«Non quia timemus non audemus, sed quia non audemus, timemus»
-(Sénèque)
«Ce n'est pas parce que nous avons peur que nous n'osons pas; c'est parce que nous n'osons pas que nous avons peur».

Un besoin qui signale une importante régression

ALPHABÉTISATION

Une stratégie nationale s’impose

mardi 5 septembre

L’alphabétisation est une priorité pour le ministre de l’Éducation, Sébastien Proulx. Cet enjeu crucial pour l’avenir du Québec devrait interpeller la société dans son ensemble.

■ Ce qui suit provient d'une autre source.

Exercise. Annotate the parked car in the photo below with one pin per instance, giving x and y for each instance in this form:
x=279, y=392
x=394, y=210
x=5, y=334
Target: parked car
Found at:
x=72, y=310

L’alphabétisation est l’un des piliers de la politique sur la réussite éducative annoncée en juin dernier par le ministre Proulx. C’est en soi un pas dans la bonne direction, mais le déficit de littératie des Québécois exige d’aborder le problème en dehors de l’école.

 

En dépit des efforts du ministre Proulx, l’alphabétisation ne figure pas parmi les priorités du gouvernement. À preuve, il est difficile d’obtenir des données et des informations sur le phénomène, ce qui n’est pas sans étonner le ministre de l’Éducation. L’octroi d’une enveloppe récurrente de 20 millions, pour soutenir les organismes communautaires, les employeurs et les commissions scolaires qui luttent contre l’analphabétisme, est intéressant. Mais à défaut d’une vision cohérente et globale des interventions nécessaires pour faire reculer l’analphabétisme, cette initiative gouvernementale aura l’effet d’une poignée de sel dans un verre d’eau.

 

M. Proulx a mis l’accent sur la littératie et la numératie des enfants dans sa politique, en qualifiant ces deux compétences de « fondations sur lesquelles une personne peut construire son avenir ». Dès lors, il préconise des interventions précoces, telle la maternelle 4 ans, afin de stimuler l’appétit des enfants pour l’abc si essentiel à leur épanouissement. « L’analphabétisme nous prive du potentiel d’un trop grand nombre de personnes sans lesquelles le développement social, économique et culturel du Québec ne peut se réaliser pleinement », écrit-il.

 

Personne ne doute de la pertinence de ces initiatives. Les compétences en littératie constituent un gage d’autonomie dans la vie de tous les jours, à l’école et au travail. Elles sont un préalable à la participation citoyenne. Dans les sociétés du savoir, il est utopique d’atteindre le plein épanouissement sans savoir lire et écrire. L’éveil hâtif à la lecture et à l’écriture, dans les services de garde et à l’école, va de soi. Il s’agit cependant d’une composante parmi tant d’autres d’une stratégie de lutte contre l’analphabétisme. En d’autres mots, l’école est un bon point de départ pour endiguer ce mal persistant, mais ce n’est certainement pas le point d’arrivée.

 

Même incomplètes, les statistiques sur l’analphabétisme au Québec donnent froid dans le dos. Moins d’un adulte sur deux présentait un niveau de compétence élevé en littératie, selon les données de la dernière enquête internationale, datant de 2011-2012. Quelque 800 000 Québécois viennent gonfler les rangs des analphabètes. Le tout dans une société qui dépense des sommes colossales en éducation.

 

Une société ne peut atteindre son plein potentiel si une personne sur deux est exclue, constatait récemment dans nos pages Line Camerlain, vice-présidente de la Centrale des syndicats du Québec (CSQ). « Le problème de l’analphabétisme au Québec dépasse largement le ministère de l’Éducation », disait-elle, en appelant dans un même élan à l’adoption d’une stratégie nationale de lutte contre l’analphabétisme. C’est la voie à suivre. Malgré toute sa bonne volonté, le ministre de l’Éducation ne peut porter à lui seul la lourde responsabilité de sortir le Québec de cette forme nouvelle de noirceur.